During his latest trip to the Middle East, Blinken talked about the recent attacks.

These attacks have been aided and abetted by Iran with technology equipment and intelligence information, and they are having a real-life impact on people.

“Well, at some point, we’ve got to draw a line and say, ‘Stop shooting at us,’” Retired U.S. Navy Admiral Robert Natter said.

Natter, who commanded the US Atlantic Fleet, said American servicemembers are definitely in the danger zone, with Mayport’s USS Mason involved in the most recent aggression.

“It’s pretty advanced warfare, actually. And the good news is our Defense Department are ultimately our taxpayers if you continue to invest in technology for us, so we’re able to stay ahead of the threat,” Natter said.

The Pentagon said the recent attacks included drones dropping bombs.

“If we had good intelligence of where all their systems are hidden, and where they’re moving around, because they’re not stationary systems are easily mobile, then that’s one thing and that we could be successful there. But we also need to be able to detect them, then we need to be able to destroy them.

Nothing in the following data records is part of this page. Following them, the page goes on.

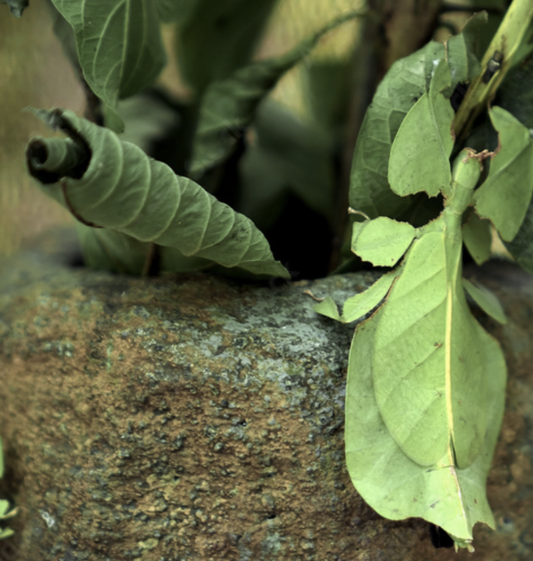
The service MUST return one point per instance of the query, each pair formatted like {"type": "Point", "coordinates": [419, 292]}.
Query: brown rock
{"type": "Point", "coordinates": [190, 417]}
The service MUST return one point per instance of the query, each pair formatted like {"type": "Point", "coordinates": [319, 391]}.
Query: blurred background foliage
{"type": "Point", "coordinates": [34, 72]}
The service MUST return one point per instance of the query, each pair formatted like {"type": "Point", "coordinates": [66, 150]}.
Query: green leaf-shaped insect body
{"type": "Point", "coordinates": [428, 347]}
{"type": "Point", "coordinates": [114, 185]}
{"type": "Point", "coordinates": [425, 390]}
{"type": "Point", "coordinates": [426, 372]}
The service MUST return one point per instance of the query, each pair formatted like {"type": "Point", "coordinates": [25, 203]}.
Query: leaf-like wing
{"type": "Point", "coordinates": [218, 37]}
{"type": "Point", "coordinates": [382, 241]}
{"type": "Point", "coordinates": [402, 86]}
{"type": "Point", "coordinates": [486, 300]}
{"type": "Point", "coordinates": [428, 353]}
{"type": "Point", "coordinates": [125, 190]}
{"type": "Point", "coordinates": [229, 105]}
{"type": "Point", "coordinates": [419, 158]}
{"type": "Point", "coordinates": [392, 483]}
{"type": "Point", "coordinates": [357, 306]}
{"type": "Point", "coordinates": [505, 195]}
{"type": "Point", "coordinates": [477, 236]}
{"type": "Point", "coordinates": [119, 44]}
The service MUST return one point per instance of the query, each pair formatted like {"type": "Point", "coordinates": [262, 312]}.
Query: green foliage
{"type": "Point", "coordinates": [5, 512]}
{"type": "Point", "coordinates": [230, 104]}
{"type": "Point", "coordinates": [426, 383]}
{"type": "Point", "coordinates": [215, 39]}
{"type": "Point", "coordinates": [423, 346]}
{"type": "Point", "coordinates": [119, 46]}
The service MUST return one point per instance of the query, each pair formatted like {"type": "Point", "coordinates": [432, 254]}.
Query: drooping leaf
{"type": "Point", "coordinates": [218, 37]}
{"type": "Point", "coordinates": [357, 306]}
{"type": "Point", "coordinates": [462, 49]}
{"type": "Point", "coordinates": [486, 300]}
{"type": "Point", "coordinates": [230, 105]}
{"type": "Point", "coordinates": [419, 157]}
{"type": "Point", "coordinates": [505, 195]}
{"type": "Point", "coordinates": [392, 483]}
{"type": "Point", "coordinates": [16, 7]}
{"type": "Point", "coordinates": [119, 45]}
{"type": "Point", "coordinates": [477, 236]}
{"type": "Point", "coordinates": [382, 241]}
{"type": "Point", "coordinates": [120, 188]}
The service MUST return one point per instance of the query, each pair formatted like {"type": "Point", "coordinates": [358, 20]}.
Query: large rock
{"type": "Point", "coordinates": [190, 417]}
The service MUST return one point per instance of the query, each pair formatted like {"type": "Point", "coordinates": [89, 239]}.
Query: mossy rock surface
{"type": "Point", "coordinates": [191, 417]}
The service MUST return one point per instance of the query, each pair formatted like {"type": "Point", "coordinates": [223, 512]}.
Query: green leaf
{"type": "Point", "coordinates": [402, 86]}
{"type": "Point", "coordinates": [419, 158]}
{"type": "Point", "coordinates": [428, 346]}
{"type": "Point", "coordinates": [392, 483]}
{"type": "Point", "coordinates": [357, 306]}
{"type": "Point", "coordinates": [16, 7]}
{"type": "Point", "coordinates": [521, 248]}
{"type": "Point", "coordinates": [219, 37]}
{"type": "Point", "coordinates": [486, 300]}
{"type": "Point", "coordinates": [382, 241]}
{"type": "Point", "coordinates": [516, 96]}
{"type": "Point", "coordinates": [119, 45]}
{"type": "Point", "coordinates": [462, 49]}
{"type": "Point", "coordinates": [505, 195]}
{"type": "Point", "coordinates": [230, 105]}
{"type": "Point", "coordinates": [477, 236]}
{"type": "Point", "coordinates": [120, 188]}
{"type": "Point", "coordinates": [174, 10]}
{"type": "Point", "coordinates": [427, 354]}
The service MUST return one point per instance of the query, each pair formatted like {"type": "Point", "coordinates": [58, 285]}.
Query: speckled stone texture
{"type": "Point", "coordinates": [193, 418]}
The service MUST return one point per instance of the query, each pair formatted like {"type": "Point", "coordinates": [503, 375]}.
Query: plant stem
{"type": "Point", "coordinates": [503, 52]}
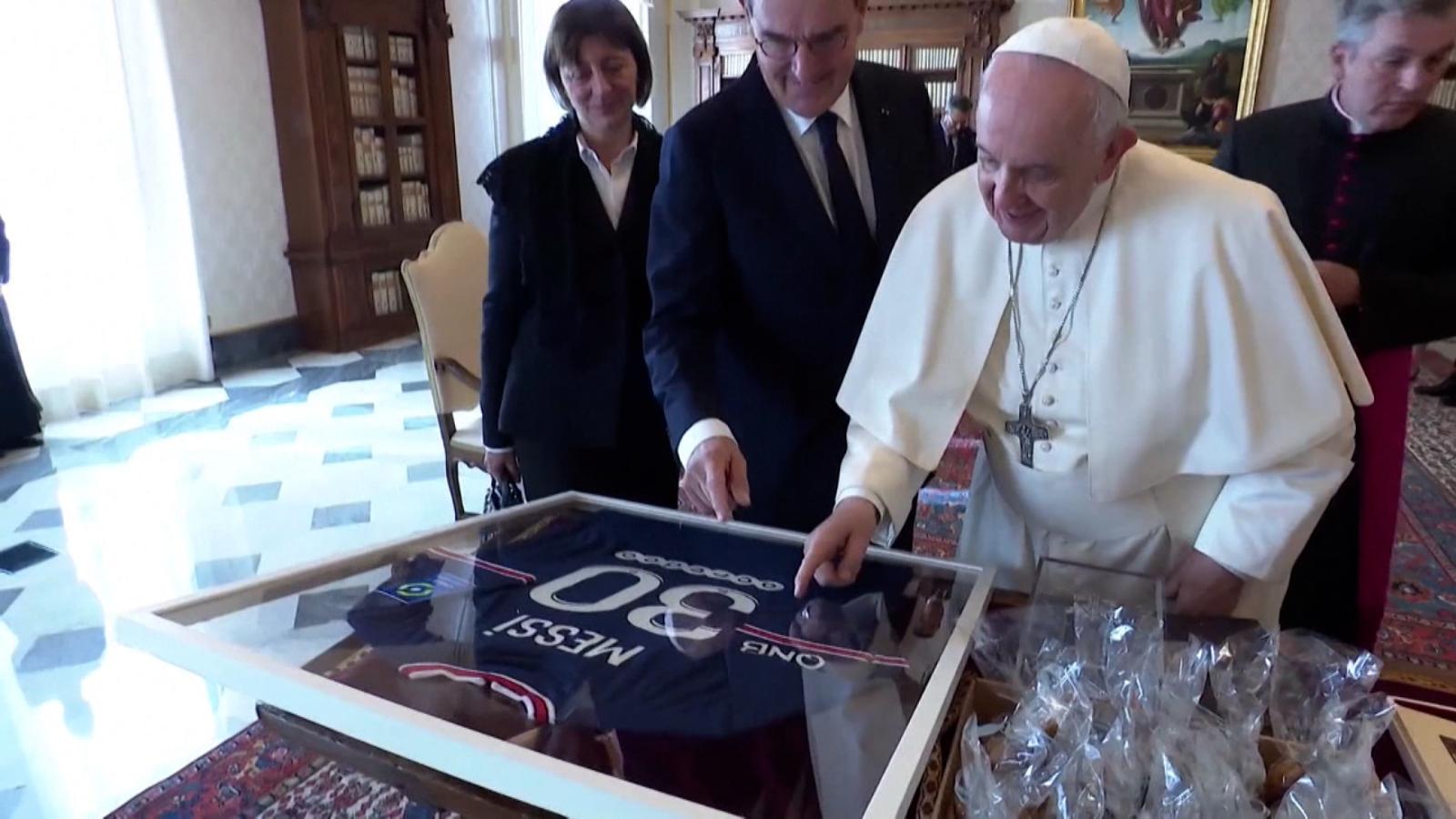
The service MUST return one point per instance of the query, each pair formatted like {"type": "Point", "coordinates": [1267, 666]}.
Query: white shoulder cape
{"type": "Point", "coordinates": [1212, 343]}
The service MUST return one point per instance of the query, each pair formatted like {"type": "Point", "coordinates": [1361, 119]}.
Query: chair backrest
{"type": "Point", "coordinates": [448, 285]}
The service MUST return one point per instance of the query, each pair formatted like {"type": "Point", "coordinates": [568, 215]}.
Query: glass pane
{"type": "Point", "coordinates": [936, 58]}
{"type": "Point", "coordinates": [667, 653]}
{"type": "Point", "coordinates": [735, 63]}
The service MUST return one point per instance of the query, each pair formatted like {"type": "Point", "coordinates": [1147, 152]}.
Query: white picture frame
{"type": "Point", "coordinates": [494, 763]}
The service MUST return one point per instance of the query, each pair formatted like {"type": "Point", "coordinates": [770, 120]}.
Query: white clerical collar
{"type": "Point", "coordinates": [1354, 124]}
{"type": "Point", "coordinates": [590, 157]}
{"type": "Point", "coordinates": [844, 106]}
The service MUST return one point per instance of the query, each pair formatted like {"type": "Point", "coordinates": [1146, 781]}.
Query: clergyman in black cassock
{"type": "Point", "coordinates": [1370, 188]}
{"type": "Point", "coordinates": [19, 413]}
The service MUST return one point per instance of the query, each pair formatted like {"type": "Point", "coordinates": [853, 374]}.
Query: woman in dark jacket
{"type": "Point", "coordinates": [19, 413]}
{"type": "Point", "coordinates": [565, 392]}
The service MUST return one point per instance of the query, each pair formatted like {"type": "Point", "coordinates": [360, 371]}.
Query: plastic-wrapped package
{"type": "Point", "coordinates": [996, 644]}
{"type": "Point", "coordinates": [1241, 678]}
{"type": "Point", "coordinates": [1011, 644]}
{"type": "Point", "coordinates": [1314, 678]}
{"type": "Point", "coordinates": [1407, 802]}
{"type": "Point", "coordinates": [976, 785]}
{"type": "Point", "coordinates": [1186, 675]}
{"type": "Point", "coordinates": [1196, 773]}
{"type": "Point", "coordinates": [1120, 649]}
{"type": "Point", "coordinates": [1079, 793]}
{"type": "Point", "coordinates": [1126, 753]}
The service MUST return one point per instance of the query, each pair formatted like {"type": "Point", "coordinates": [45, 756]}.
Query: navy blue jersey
{"type": "Point", "coordinates": [628, 624]}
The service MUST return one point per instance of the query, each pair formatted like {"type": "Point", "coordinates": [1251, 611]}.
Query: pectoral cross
{"type": "Point", "coordinates": [1030, 430]}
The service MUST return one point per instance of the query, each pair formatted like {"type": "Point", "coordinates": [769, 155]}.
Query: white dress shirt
{"type": "Point", "coordinates": [612, 187]}
{"type": "Point", "coordinates": [851, 142]}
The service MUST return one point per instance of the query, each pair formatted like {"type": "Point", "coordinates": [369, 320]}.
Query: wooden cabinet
{"type": "Point", "coordinates": [366, 146]}
{"type": "Point", "coordinates": [944, 43]}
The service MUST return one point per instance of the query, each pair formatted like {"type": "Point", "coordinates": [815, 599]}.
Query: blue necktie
{"type": "Point", "coordinates": [849, 208]}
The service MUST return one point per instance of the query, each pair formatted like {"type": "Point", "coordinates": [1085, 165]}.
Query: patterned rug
{"type": "Point", "coordinates": [257, 774]}
{"type": "Point", "coordinates": [1419, 634]}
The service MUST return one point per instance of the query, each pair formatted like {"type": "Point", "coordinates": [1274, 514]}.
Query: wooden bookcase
{"type": "Point", "coordinates": [944, 43]}
{"type": "Point", "coordinates": [366, 146]}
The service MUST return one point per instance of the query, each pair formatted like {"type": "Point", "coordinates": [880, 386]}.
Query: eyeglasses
{"type": "Point", "coordinates": [776, 47]}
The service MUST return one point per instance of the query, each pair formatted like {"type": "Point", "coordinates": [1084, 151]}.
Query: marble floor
{"type": "Point", "coordinates": [303, 458]}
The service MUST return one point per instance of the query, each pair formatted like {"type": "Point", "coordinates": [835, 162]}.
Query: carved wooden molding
{"type": "Point", "coordinates": [970, 25]}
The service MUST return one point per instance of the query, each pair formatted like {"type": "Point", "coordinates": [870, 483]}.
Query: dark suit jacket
{"type": "Point", "coordinates": [1383, 205]}
{"type": "Point", "coordinates": [754, 309]}
{"type": "Point", "coordinates": [561, 339]}
{"type": "Point", "coordinates": [958, 153]}
{"type": "Point", "coordinates": [5, 256]}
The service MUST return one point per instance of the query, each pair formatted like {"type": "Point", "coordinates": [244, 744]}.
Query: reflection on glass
{"type": "Point", "coordinates": [674, 656]}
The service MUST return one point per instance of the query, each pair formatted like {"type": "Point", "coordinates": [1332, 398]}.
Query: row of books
{"type": "Point", "coordinates": [366, 96]}
{"type": "Point", "coordinates": [400, 50]}
{"type": "Point", "coordinates": [375, 206]}
{"type": "Point", "coordinates": [412, 155]}
{"type": "Point", "coordinates": [388, 290]}
{"type": "Point", "coordinates": [369, 153]}
{"type": "Point", "coordinates": [417, 201]}
{"type": "Point", "coordinates": [360, 44]}
{"type": "Point", "coordinates": [407, 95]}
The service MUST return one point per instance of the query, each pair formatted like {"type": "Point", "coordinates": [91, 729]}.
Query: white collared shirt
{"type": "Point", "coordinates": [612, 186]}
{"type": "Point", "coordinates": [1354, 124]}
{"type": "Point", "coordinates": [851, 142]}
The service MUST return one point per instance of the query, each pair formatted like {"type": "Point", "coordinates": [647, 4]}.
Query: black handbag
{"type": "Point", "coordinates": [502, 496]}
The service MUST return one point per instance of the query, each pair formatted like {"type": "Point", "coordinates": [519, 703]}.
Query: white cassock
{"type": "Point", "coordinates": [1201, 397]}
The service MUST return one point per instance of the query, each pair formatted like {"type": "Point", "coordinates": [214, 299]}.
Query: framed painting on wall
{"type": "Point", "coordinates": [1196, 65]}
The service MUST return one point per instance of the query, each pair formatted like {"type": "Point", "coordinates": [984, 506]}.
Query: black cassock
{"type": "Point", "coordinates": [19, 413]}
{"type": "Point", "coordinates": [1383, 205]}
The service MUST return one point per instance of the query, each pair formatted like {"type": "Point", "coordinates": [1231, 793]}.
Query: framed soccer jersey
{"type": "Point", "coordinates": [594, 658]}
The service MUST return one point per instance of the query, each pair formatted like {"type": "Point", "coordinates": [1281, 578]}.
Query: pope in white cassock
{"type": "Point", "coordinates": [1162, 383]}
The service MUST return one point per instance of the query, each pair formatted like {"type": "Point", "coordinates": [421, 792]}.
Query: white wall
{"type": "Point", "coordinates": [218, 69]}
{"type": "Point", "coordinates": [225, 116]}
{"type": "Point", "coordinates": [1296, 47]}
{"type": "Point", "coordinates": [1296, 63]}
{"type": "Point", "coordinates": [1296, 53]}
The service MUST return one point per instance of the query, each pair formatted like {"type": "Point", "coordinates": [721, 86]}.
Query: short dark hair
{"type": "Point", "coordinates": [1358, 16]}
{"type": "Point", "coordinates": [608, 19]}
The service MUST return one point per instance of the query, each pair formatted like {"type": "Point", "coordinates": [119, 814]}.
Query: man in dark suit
{"type": "Point", "coordinates": [19, 413]}
{"type": "Point", "coordinates": [958, 133]}
{"type": "Point", "coordinates": [1369, 179]}
{"type": "Point", "coordinates": [778, 206]}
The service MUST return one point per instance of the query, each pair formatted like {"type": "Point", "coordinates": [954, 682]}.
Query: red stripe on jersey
{"type": "Point", "coordinates": [823, 647]}
{"type": "Point", "coordinates": [485, 564]}
{"type": "Point", "coordinates": [539, 709]}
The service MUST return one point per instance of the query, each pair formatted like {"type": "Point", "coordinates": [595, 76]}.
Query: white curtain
{"type": "Point", "coordinates": [539, 108]}
{"type": "Point", "coordinates": [106, 293]}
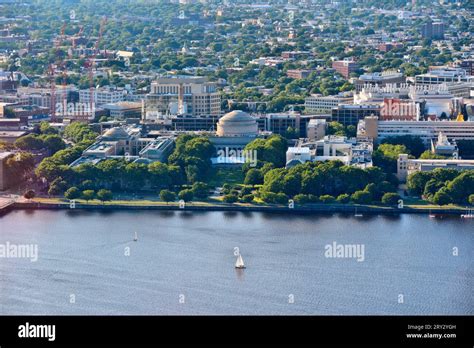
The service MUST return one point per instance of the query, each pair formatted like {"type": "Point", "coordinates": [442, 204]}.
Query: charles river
{"type": "Point", "coordinates": [183, 263]}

That’s a hard hard equation there. So, I don’t think there’s anything that’s foolproof in any of this. But at some point, we’ve got to respond, or else we’re just going to continue to be a dartboard,” Natter said.

MORE | US Navy helicopters fire at Yemen’s Houthi rebels and kill several in latest Red Sea shipping attack

Just last week, hundreds of local sailors returned home to their families after fighting off Red Sea rebels. But hundreds more remain in the line of fire.

“I think we can be very proud of the professionalism and the competency of all our people. And just pray that they remain safe,” Natter said.

No Americans were hurt in the latest attacks.